Они уже торопились, пробираясь через обычную шумную толпу аэропорта к стоянке машин. Голубчик распахнул перед Светой дверь белой «Волги». Она устало откинулась на спинку обитого кожей сиденья, Анатолий выжал сцепление, его крупные сильные руки уверенно сжимали руль.
— Значит, сорвалась посреди отпуска? Я ведь предсказывал, что ты не выдержишь, умрешь со скуки. Все это тихое семейное счастье не для тебя.
— Вздор! — сверкнула глазами Светлана. — Я вовсе не потому уехала. Я ведь объяснила тебе по телефону, тут эта история с кинопробами…
Губы его исказила короткая недоверчивая усмешка, он бросил на спутницу быстрый взгляд:
— Почему же тогда ты прилетела одна? Любящий и понимающий супруг не смог сопровождать?
— А зачем ему прерывать отпуск из-за моих дел? Пускай отдыхает! — запальчиво заявила Светлана.
— Конечно, пускай отдыхает, — с комической серьезностью согласился Голубчик. — Он ведь так измотался, бедняга, вкалывая с утра до ночи.
— Перестань! — взорвалась наконец Светлана. — Ты ничего не знаешь о моем муже, даже имени! Ты и не видел его никогда, как ты можешь судить о наших отношениях?
— Просто я знаю тебя, — отозвался Голубчик.
— Хватит! Не хочу больше обсуждать мою семейную жизнь, — отрезала она, хлопнув красивой холеной ладонью по приборной панели. — Лучше о твоей поговорим. Как Лида?
Властное, словно из камня высеченное лицо едва заметно напряглось, дрогнули зрачки под тяжелыми веками.

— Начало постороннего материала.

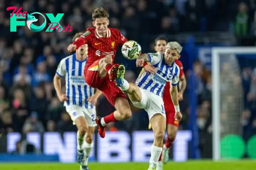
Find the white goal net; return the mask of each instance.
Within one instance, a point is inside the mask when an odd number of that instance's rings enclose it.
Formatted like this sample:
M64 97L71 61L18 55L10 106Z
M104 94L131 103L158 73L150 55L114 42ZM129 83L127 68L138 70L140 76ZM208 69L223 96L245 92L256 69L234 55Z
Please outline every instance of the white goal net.
M213 48L212 78L213 159L241 157L245 144L241 118L244 109L241 71L236 55L256 54L255 47Z

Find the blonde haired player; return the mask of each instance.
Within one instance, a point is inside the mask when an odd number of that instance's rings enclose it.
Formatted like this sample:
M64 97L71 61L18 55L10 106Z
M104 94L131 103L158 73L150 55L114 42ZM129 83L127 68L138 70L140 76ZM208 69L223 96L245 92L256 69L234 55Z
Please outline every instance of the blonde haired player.
M76 34L73 41L83 33ZM96 110L95 104L101 92L90 87L84 78L84 68L87 56L86 45L80 46L74 54L62 59L53 79L58 97L76 124L77 133L77 159L80 170L88 170L89 157L93 147ZM66 94L61 92L61 79L65 77ZM85 139L84 140L84 139Z
M164 54L147 53L137 59L137 67L142 67L144 62L149 62L157 70L155 74L143 71L135 84L129 83L124 79L124 67L120 67L116 76L116 83L120 89L128 94L136 107L144 109L148 113L154 133L154 141L148 170L155 170L163 150L163 141L166 128L166 116L163 95L166 82L171 82L170 92L176 110L175 118L180 121L182 115L180 112L178 89L180 69L175 61L180 57L182 49L176 42L169 42Z
M165 37L160 37L157 38L154 41L155 51L157 52L163 53L167 42L167 39ZM181 101L182 100L183 98L183 93L186 89L186 82L183 71L182 63L178 60L175 60L175 62L180 68L179 100ZM148 64L147 62L145 62L143 65L144 69L146 72L154 74L155 72L155 68L153 66ZM175 139L179 126L179 122L175 121L174 118L175 110L170 95L170 92L169 92L169 88L170 83L167 82L164 87L163 96L164 108L166 115L167 138L166 139L166 142L164 144L162 155L161 156L160 156L158 162L157 164L156 170L162 170L162 162L164 164L166 164L169 159L169 149ZM151 128L150 123L149 123L148 128Z

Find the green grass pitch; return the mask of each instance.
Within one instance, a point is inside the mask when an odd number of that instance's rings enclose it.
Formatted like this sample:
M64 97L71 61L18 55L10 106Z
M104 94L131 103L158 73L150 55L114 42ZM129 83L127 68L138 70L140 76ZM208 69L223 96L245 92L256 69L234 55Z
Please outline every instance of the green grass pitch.
M91 163L90 170L147 170L148 163ZM189 161L186 162L168 162L164 170L250 170L256 169L256 161L237 161L212 162ZM79 170L78 164L52 163L0 164L3 170Z

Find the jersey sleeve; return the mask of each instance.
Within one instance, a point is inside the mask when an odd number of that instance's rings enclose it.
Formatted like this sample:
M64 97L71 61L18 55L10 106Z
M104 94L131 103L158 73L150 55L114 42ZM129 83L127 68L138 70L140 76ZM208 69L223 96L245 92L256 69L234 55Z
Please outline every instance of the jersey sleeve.
M158 63L161 60L161 54L159 53L147 53L147 54L149 59L149 62L152 65Z
M88 43L88 40L90 37L89 35L91 33L91 31L87 29L85 32L76 41L73 42L73 44L76 45L76 50L84 44Z
M179 60L178 60L178 62L177 62L176 64L179 66L180 68L180 79L182 77L182 76L184 75L184 71L183 71L183 65L182 65L182 63Z
M174 76L172 79L172 85L173 86L177 85L179 81L180 80L180 68L178 67L176 67L175 68L175 71Z
M121 45L122 45L123 44L124 44L124 43L126 41L127 41L128 40L127 40L127 39L122 34L121 34L121 32L120 32L120 31L118 31L119 32L119 44L120 44Z
M60 62L56 71L56 74L61 78L66 74L66 65L64 60L62 60Z

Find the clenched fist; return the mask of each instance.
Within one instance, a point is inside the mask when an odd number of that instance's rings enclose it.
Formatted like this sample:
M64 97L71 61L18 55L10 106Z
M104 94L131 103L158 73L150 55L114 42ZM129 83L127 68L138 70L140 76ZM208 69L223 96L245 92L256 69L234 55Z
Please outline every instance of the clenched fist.
M60 95L58 95L58 98L61 102L65 102L68 99L65 94L61 94Z
M180 112L175 113L175 120L180 122L182 119L182 115L181 114L181 113Z
M68 47L67 47L67 51L70 53L72 53L76 51L76 45L73 44L70 44L69 45L68 45Z
M137 58L137 60L136 60L136 66L137 67L143 67L143 64L144 62L144 61L145 60L142 58L140 58L140 57Z

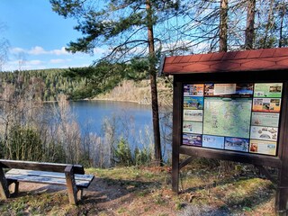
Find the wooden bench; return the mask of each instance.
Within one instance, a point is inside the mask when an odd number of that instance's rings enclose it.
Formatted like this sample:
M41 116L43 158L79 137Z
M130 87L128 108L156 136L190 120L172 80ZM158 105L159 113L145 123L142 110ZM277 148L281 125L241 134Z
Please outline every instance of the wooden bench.
M4 173L4 168L10 170ZM16 194L19 182L28 182L67 185L69 202L76 204L93 179L93 175L85 175L81 165L0 159L0 198L4 200L10 197L12 184Z

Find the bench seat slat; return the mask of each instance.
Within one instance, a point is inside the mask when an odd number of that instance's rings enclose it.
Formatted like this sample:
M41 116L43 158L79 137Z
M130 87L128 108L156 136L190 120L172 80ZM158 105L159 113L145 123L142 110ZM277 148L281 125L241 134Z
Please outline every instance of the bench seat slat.
M5 177L10 181L66 184L65 174L57 172L11 169L5 174ZM75 175L77 187L87 188L93 179L93 175Z

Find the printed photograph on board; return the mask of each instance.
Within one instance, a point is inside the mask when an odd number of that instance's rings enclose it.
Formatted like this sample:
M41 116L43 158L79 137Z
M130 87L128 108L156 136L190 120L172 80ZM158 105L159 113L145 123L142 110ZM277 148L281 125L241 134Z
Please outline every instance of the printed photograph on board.
M191 110L202 110L203 109L203 97L202 96L189 96L184 97L184 109Z
M205 96L240 95L251 97L254 85L251 83L241 84L205 84Z
M224 148L224 137L202 135L202 147Z
M250 153L276 155L277 143L273 141L250 140Z
M255 97L281 97L282 83L256 83L254 88Z
M182 144L188 145L188 146L201 147L202 146L202 135L184 133Z
M254 112L280 112L280 98L254 98Z
M236 84L214 84L214 95L236 94Z
M204 95L205 96L214 95L214 84L204 85Z
M249 140L243 138L225 138L225 149L248 152Z
M194 84L194 85L184 86L184 96L203 96L203 94L204 94L203 84Z
M184 110L183 120L194 121L194 122L203 122L203 111L202 110Z
M236 94L239 95L253 95L253 84L251 83L242 83L236 85Z
M183 122L183 132L187 133L202 133L202 122Z
M203 134L249 138L252 99L205 97Z
M251 126L250 139L277 141L278 128Z
M251 125L279 127L279 113L271 112L252 112Z

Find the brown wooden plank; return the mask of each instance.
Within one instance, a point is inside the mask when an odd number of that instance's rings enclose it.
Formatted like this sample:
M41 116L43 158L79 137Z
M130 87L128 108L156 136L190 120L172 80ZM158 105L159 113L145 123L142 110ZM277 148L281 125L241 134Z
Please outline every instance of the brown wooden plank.
M53 178L65 178L64 173L58 172L47 172L47 171L36 171L36 170L26 170L26 169L10 169L5 174L7 175L22 175L22 176L43 176L43 177L53 177ZM83 181L92 181L94 178L93 175L80 175L76 174L76 180Z
M280 168L282 161L278 157L252 155L228 150L220 150L212 148L203 148L199 147L191 147L182 145L179 148L180 154L195 156L199 158L207 158L213 159L231 160L241 163L262 165L270 167Z
M3 168L0 167L0 197L3 200L6 200L9 197L8 183L5 178Z
M69 202L71 204L77 204L77 188L75 183L73 166L68 166L65 168L65 176Z
M10 181L40 183L66 185L66 176L62 173L40 172L32 170L12 169L5 174ZM87 188L94 179L93 175L75 175L76 187Z
M189 157L186 159L184 159L184 161L182 161L179 164L179 169L182 169L184 166L185 166L186 165L188 165L189 163L191 163L193 160L194 160L195 158L194 157Z
M0 167L4 168L19 168L64 173L67 166L73 166L75 174L85 174L84 167L81 165L0 159Z
M173 148L172 148L172 190L179 192L179 146L181 139L181 104L182 84L174 81L173 92Z

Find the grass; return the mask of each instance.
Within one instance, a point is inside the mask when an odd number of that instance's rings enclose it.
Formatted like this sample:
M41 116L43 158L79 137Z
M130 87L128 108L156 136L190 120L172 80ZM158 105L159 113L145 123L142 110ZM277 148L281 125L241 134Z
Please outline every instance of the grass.
M86 173L96 179L78 206L69 205L63 192L25 192L0 201L0 215L274 215L275 186L250 166L220 174L216 167L192 164L181 171L179 194L171 191L167 167Z

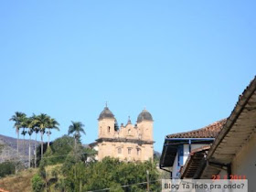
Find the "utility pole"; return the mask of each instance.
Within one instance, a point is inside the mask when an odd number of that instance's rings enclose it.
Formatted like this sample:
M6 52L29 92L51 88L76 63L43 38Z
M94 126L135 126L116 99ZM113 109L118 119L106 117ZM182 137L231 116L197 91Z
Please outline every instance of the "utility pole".
M146 170L146 191L149 192L149 172Z

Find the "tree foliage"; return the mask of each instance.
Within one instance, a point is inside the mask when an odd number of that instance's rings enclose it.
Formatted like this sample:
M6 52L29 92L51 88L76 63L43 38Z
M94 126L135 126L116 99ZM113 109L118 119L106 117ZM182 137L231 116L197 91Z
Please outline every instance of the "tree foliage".
M37 174L33 176L31 182L34 192L42 192L44 190L45 183L42 177Z
M65 168L65 165L63 165ZM69 167L65 178L68 191L90 191L110 188L111 191L145 191L146 170L149 171L151 191L159 189L158 172L154 163L125 163L106 157L101 162L87 165L83 163L73 164ZM127 186L122 187L122 186Z
M4 162L0 164L0 177L4 177L7 175L15 174L16 163L15 162Z

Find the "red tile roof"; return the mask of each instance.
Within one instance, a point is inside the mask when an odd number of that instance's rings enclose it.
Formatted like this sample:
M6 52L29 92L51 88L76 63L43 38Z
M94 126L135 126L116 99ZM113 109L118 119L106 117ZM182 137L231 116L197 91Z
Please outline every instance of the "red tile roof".
M167 138L215 138L223 125L226 123L227 119L215 122L204 128L193 130L190 132L178 133L169 134Z

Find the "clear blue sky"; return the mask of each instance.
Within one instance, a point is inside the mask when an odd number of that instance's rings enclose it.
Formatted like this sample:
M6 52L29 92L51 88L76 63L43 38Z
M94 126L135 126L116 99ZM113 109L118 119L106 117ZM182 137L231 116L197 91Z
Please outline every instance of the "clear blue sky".
M256 74L255 1L1 1L0 133L16 111L45 112L97 139L146 106L165 135L229 116ZM45 138L47 140L47 138Z

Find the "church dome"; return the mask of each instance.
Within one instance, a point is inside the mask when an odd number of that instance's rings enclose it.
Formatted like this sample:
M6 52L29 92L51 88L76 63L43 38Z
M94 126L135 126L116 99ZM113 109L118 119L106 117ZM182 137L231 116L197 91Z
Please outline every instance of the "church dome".
M105 118L113 118L114 119L114 115L109 110L108 107L105 107L104 110L101 112L98 120L102 120L102 119L105 119Z
M153 121L152 115L146 110L143 110L143 112L139 114L139 116L137 118L137 123L143 122L144 120Z

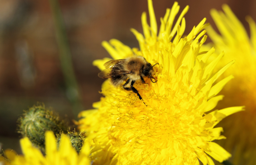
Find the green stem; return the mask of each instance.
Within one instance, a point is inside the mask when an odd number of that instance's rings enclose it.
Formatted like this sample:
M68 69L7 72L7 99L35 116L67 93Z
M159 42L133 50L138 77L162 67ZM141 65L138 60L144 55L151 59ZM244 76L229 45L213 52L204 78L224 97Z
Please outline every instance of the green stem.
M228 161L224 161L222 162L222 164L224 165L233 165L233 164Z
M49 1L55 25L60 60L66 87L66 94L72 105L73 114L74 117L76 118L78 113L83 108L73 67L71 54L64 21L58 0Z

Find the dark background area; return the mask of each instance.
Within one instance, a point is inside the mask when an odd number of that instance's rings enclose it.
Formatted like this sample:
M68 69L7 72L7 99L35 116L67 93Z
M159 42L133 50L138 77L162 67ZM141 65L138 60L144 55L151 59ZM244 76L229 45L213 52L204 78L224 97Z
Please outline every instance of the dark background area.
M186 5L190 6L185 16L185 34L204 17L215 27L210 10L220 10L224 3L229 5L248 32L246 16L256 20L256 1L252 0L179 1L179 14ZM82 103L84 109L92 109L92 103L102 96L98 91L104 81L98 78L99 70L92 66L92 62L110 57L101 42L116 38L130 47L138 47L130 29L133 28L142 32L140 18L143 12L148 13L147 1L59 2ZM160 17L164 16L166 8L171 8L174 1L153 0L153 2L159 26ZM52 107L63 118L77 119L65 94L58 51L48 1L0 0L0 143L3 149L11 148L21 153L16 121L23 110L38 101Z

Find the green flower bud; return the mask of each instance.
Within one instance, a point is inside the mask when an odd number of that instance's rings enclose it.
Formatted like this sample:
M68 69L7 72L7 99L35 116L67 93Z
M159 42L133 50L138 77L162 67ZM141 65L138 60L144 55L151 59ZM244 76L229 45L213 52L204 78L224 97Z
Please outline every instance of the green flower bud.
M28 137L32 143L45 151L44 133L52 131L54 134L68 129L66 122L60 120L58 114L46 109L44 105L34 105L24 111L22 116L18 119L18 132L23 137Z
M65 134L63 133L59 133L57 135L57 145L58 147L60 145L60 142L61 137L63 135L68 136L70 139L72 147L78 153L79 153L80 150L83 147L84 141L85 141L85 133L77 132L75 129L72 132L68 131L68 133Z

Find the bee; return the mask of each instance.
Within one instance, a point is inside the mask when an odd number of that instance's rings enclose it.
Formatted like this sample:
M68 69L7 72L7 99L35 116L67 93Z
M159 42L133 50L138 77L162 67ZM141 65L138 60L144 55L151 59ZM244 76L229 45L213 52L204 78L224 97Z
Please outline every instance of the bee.
M126 81L122 85L124 89L132 91L141 100L142 98L133 85L138 81L145 83L143 78L145 77L150 78L152 83L156 83L157 81L152 77L152 74L153 67L158 64L152 66L145 58L136 56L124 59L113 60L105 63L106 69L99 73L98 76L100 78L110 78L111 83L115 87L120 86Z

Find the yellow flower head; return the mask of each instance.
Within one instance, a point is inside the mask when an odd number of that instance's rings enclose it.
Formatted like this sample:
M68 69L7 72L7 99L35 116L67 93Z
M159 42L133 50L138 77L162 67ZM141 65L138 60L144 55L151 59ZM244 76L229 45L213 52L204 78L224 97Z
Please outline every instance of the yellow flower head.
M24 156L17 155L12 150L6 150L5 154L10 160L6 165L89 165L89 145L85 143L79 155L73 148L69 138L62 135L59 149L57 149L56 139L52 132L46 132L46 156L44 156L40 150L34 147L28 137L20 140L21 149ZM0 158L0 164L4 160Z
M223 9L224 12L216 10L211 11L221 35L211 27L206 29L207 32L217 48L216 52L224 51L225 53L220 63L226 63L230 58L236 62L224 74L226 76L232 73L235 78L222 92L228 99L224 99L218 107L244 105L246 111L232 115L232 119L225 119L220 123L227 129L224 135L229 139L222 141L221 145L232 152L234 164L255 165L256 25L250 17L246 18L250 28L250 38L230 8L224 5Z
M93 105L97 109L80 113L80 117L85 118L78 124L81 130L89 132L94 164L199 165L199 159L204 165L214 165L209 155L222 162L231 155L212 142L225 138L220 135L222 128L214 127L242 107L209 112L222 99L223 96L216 95L233 76L213 86L213 83L234 62L214 73L223 54L206 64L214 49L200 51L206 39L206 31L201 32L208 25L204 24L205 18L181 38L185 28L183 16L188 6L175 24L180 6L175 2L171 10L167 9L158 35L152 0L148 2L150 26L143 13L144 36L131 30L139 50L116 40L102 44L114 59L136 54L152 65L158 63L153 68L158 82L152 83L148 78L145 84L139 81L134 84L143 98L141 100L135 93L114 87L107 80L102 86L105 97ZM94 64L102 70L110 60Z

— Плохо. Химия не помогла, — коротко ответил он.
— Прости!
Светлана дотронулась пальцами до его могучего бронзового плеча. Он же качнул головой, дернул углом рта, показывая, что не хочет больше об этом говорить, и Света покорно замолчала. Обычно резкая, острая на язык, не считавшаяся с условностями, в случае с Голубчиком она отчего-то понимала и принимала, что его семья — жена Лида, последние полгода безуспешно боровшаяся с онкологическим заболеванием, и два сына, Левка и Борька, — запретная тема.
Анатолий уверенно вел машину по вечерним московским улицам. Светлана, откинув голову на подголовник, рассеянно смотрела на убегавший из-под колес серый асфальт. Вот и вернулась ее обычная сумасшедшая, суматошная, не знающая ни сна, ни отдыха московская жизнь. И теперь уже казалось невероятным, что где-то далеко сейчас ласково шумит море, омывая волной опускающееся в него темно-красное солнце, шелестят, прощаясь с дневной жарой, плотными мясистыми листьями толстоногие пальмы, играет негромкая музыка и неторопливые пары ленивых курортников выползают на обязательный вечерний променад по набережной. Интересно, что сейчас делает Женя?
Над узким возвышением, изображавшим сцену, мигали ядовитые красно-зеленые огоньки. Между колченогими столиками летнего кафе лениво фланировали скучающие официантки с выражением глубочайшего презрения ко всему на свете на размалеванных лицах. Со стороны кухни, помещавшейся в низкорослом дощатом строении, разрисованном аляповатыми пальмами, доносился запах пережженного свиного шашлыка.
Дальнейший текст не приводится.